Dass die 4 Mitglieder bereits jeweils ausreichend Musik- bzw. Gesangserfahrung haben, machte die einzige Probe vor dem Auftritt bei Klaas Direktimport entsprechend produktiv und ließ keinen Platz für Zweifel oder die Frage, ob die Gäste begeistert oder gar zum Mitmachen und Tanzen animiert werden könnten.

zartbitter_son_of_a_preacher_man

Die Resonanz der Partygäste war grandios und versprach einen tollen Abend, sowie weitere Buchungen.

zartbitter sind:

Mick (35) (Keyboard, Gesang und Technik) ist bereits seit seiner Kindheit ein großer Fan der Hits aus den 80ern. So kam es auch, dass er sich nach dem Klavierunterricht in jungen Jahren, die ihm schnell langweilig wurden, das Keyboard-Spielen weiter selbst beibrachte. Über die Jahre entwickelte sich schließlich auch seine Stimme und er begleitete sich selbst am Tasteninstrument, während er Hits von Roy Orbison und Nick Kamen wie „Pretty Woman“ oder „I promised myself“ coverte.

Diese Leidenschaft hielt bis heute an und gemeinsam mit seiner Frau Esther, die ebenfalls Sängerin in dieser Formation ist, konnte er dieses Hobby bereits des Öfteren auf größeren Geburtstagspartys o.ä. präsentieren.

Esther (36), die neben Connie und Sarah seit über 10 Jahren fester Bestandteil des Chor Intervall Eiweiler ist, teilt natürlich die Leidenschaft des Singens und hat durch die Chorerfahrung auch einiges an Training und Stimmbildung erhalten. Durch die vielen Auftritte mit Chor und als Paar, konnte sie sich schnell an die Stücke wagen, die stimmlich zu ihr passen. So interpretiert Esther beispielsweise Hits wie „Ironic“ von Alanis Morissette, der Liebslings-Sängerin Ihrer Jugend oder „son of a preacher man“ von Dusty Springfield, der „White Queen of Soul“, wie die Stilikone der 60er Jahre oft genannt wurde.

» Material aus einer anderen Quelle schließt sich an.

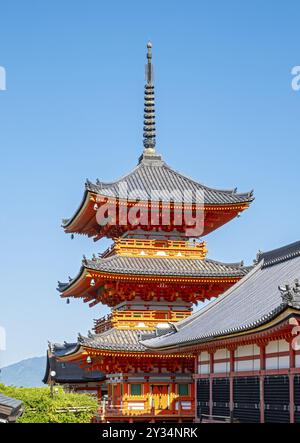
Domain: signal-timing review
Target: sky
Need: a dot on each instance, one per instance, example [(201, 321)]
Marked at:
[(73, 108)]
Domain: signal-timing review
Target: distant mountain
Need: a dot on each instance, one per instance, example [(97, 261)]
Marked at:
[(28, 373)]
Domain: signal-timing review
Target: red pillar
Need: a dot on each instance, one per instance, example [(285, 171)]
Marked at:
[(211, 371), (291, 376), (195, 388), (262, 357), (231, 371)]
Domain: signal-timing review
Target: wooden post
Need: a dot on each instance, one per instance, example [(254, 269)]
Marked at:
[(231, 369), (197, 419)]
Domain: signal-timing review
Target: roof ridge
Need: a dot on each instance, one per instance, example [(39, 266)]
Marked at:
[(187, 177), (220, 298), (278, 255)]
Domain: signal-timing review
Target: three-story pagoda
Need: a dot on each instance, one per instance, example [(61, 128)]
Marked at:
[(150, 277)]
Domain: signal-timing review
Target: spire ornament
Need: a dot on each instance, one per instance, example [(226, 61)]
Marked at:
[(149, 109)]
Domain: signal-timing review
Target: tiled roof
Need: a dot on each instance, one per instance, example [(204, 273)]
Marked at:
[(166, 266), (68, 372), (114, 340), (252, 301), (161, 267), (155, 175)]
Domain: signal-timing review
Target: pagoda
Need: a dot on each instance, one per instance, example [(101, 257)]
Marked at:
[(153, 273)]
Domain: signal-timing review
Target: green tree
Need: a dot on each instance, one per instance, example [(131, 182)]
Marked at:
[(39, 407)]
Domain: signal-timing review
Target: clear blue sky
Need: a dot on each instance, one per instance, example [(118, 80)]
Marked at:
[(226, 115)]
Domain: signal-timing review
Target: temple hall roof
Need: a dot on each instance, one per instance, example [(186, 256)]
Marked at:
[(253, 301), (114, 340), (68, 372)]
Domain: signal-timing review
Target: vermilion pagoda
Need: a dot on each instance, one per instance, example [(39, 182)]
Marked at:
[(152, 274)]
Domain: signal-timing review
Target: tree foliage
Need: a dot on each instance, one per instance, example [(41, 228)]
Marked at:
[(39, 407)]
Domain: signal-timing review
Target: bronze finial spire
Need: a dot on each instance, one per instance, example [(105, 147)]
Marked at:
[(149, 110)]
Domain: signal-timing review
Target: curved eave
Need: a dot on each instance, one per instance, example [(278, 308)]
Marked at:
[(77, 284), (280, 315), (85, 212), (82, 351)]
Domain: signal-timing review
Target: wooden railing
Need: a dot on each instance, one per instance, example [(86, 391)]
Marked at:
[(117, 318)]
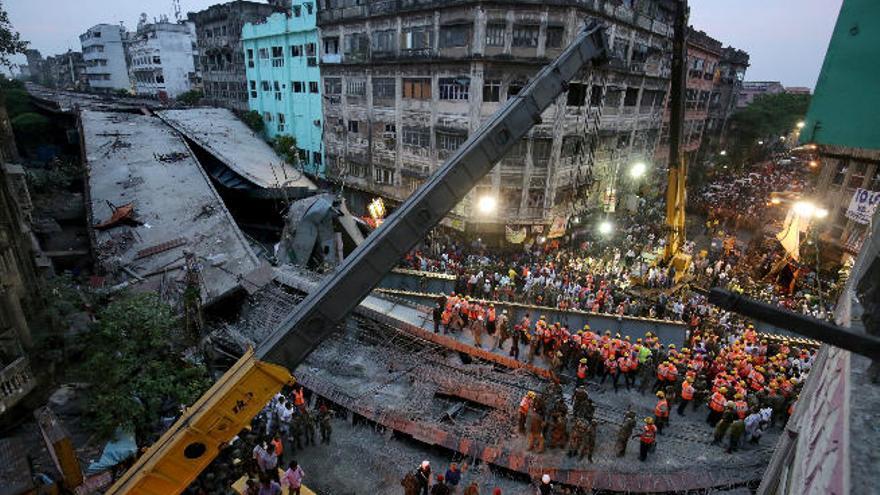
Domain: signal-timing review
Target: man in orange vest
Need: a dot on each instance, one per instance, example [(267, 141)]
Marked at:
[(582, 372), (687, 394), (661, 412), (716, 406), (740, 406), (647, 438)]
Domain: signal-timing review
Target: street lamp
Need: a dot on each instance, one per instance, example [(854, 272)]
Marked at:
[(638, 170), (487, 204)]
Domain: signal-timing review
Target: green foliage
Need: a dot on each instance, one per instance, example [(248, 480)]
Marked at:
[(286, 147), (253, 120), (134, 369), (766, 118), (191, 97), (10, 40)]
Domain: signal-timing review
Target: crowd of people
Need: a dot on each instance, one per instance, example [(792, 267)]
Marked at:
[(290, 426)]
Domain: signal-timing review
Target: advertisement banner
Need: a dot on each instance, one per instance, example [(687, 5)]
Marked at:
[(862, 206), (557, 229)]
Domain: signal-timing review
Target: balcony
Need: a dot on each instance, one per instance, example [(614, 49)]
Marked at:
[(16, 381)]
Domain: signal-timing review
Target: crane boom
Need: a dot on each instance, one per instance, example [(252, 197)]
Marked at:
[(171, 464)]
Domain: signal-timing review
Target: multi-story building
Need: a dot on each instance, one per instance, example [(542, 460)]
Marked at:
[(752, 89), (218, 34), (162, 58), (405, 83), (104, 51), (702, 75), (66, 71), (722, 102), (284, 82)]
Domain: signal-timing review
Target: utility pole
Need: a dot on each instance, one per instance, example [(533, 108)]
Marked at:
[(676, 194)]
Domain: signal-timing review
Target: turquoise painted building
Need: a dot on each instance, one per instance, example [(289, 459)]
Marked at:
[(284, 81)]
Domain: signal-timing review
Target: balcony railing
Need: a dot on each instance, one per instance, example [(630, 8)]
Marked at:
[(16, 381)]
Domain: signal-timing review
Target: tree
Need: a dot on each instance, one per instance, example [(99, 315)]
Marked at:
[(10, 40), (253, 120), (135, 371), (191, 97)]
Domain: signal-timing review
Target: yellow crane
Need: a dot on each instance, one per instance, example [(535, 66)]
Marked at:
[(193, 441)]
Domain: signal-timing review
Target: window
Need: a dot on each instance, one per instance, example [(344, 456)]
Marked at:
[(382, 175), (541, 152), (450, 141), (416, 136), (417, 88), (356, 45), (525, 35), (554, 36), (417, 38), (356, 87), (384, 87), (455, 35), (454, 88), (331, 45), (495, 33), (492, 90), (332, 85), (514, 88), (384, 41), (577, 95), (277, 56)]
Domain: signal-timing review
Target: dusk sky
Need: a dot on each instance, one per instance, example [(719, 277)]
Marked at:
[(786, 39)]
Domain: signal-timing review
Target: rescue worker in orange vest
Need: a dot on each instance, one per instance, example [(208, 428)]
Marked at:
[(740, 406), (661, 412), (647, 439), (490, 320), (756, 379), (582, 372), (612, 371), (716, 406), (687, 394), (524, 405)]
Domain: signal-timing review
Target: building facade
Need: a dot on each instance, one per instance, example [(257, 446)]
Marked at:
[(284, 81), (105, 54), (752, 89), (218, 34), (406, 84), (163, 58)]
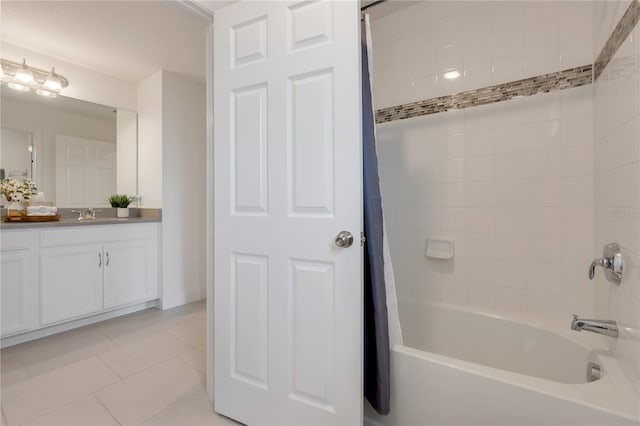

Connie (34) entdeckte Ihre Leidenschaft fürs Singen und Theaterspielen ebenfalls in jungen Jahren und wirkte bei einigen großen Theater-Inszenierungen mit. Durch den Chor konnte sie ihre Stimme, neben dem Gesangsunterricht, hervorragend ausbauen und entwickeln. Connie hat eine unvergleichliche Soul-Stimme und konnte diese bereits bei einer Vielzahl an Auftritten unter Beweis stellen. So liegt es nahe, dass Hits wie „The Power of love“ von Jennifer Rush oder „I wanna dance with somebody“ von der grandiosen Whitney Houston im Repertoire nicht fehlen dürfen.

Sarah (27) singt ebenfalls seit sie denken kann und war knapp 2 Jahre Sängerin in der Band „Fireman Sam“, bevor sie dann 2015 zum Chor Intervall kam. Durch die Proben und Auftritte mit der damaligen Band konnte Sarah ihre Stimme, die prädestiniert ist für aktuelle Popsongs wie z.B. „Rollin‘ in the deep“ von der britischen Sängerin und Songwriterin Adele oder auch Rock-Klassiker wie „Black Velvet“ von Alannah Myles, entsprechend fordern und verschiedenste Facetten entdecken, die sie mit zartbitter ganz neu ausleben kann.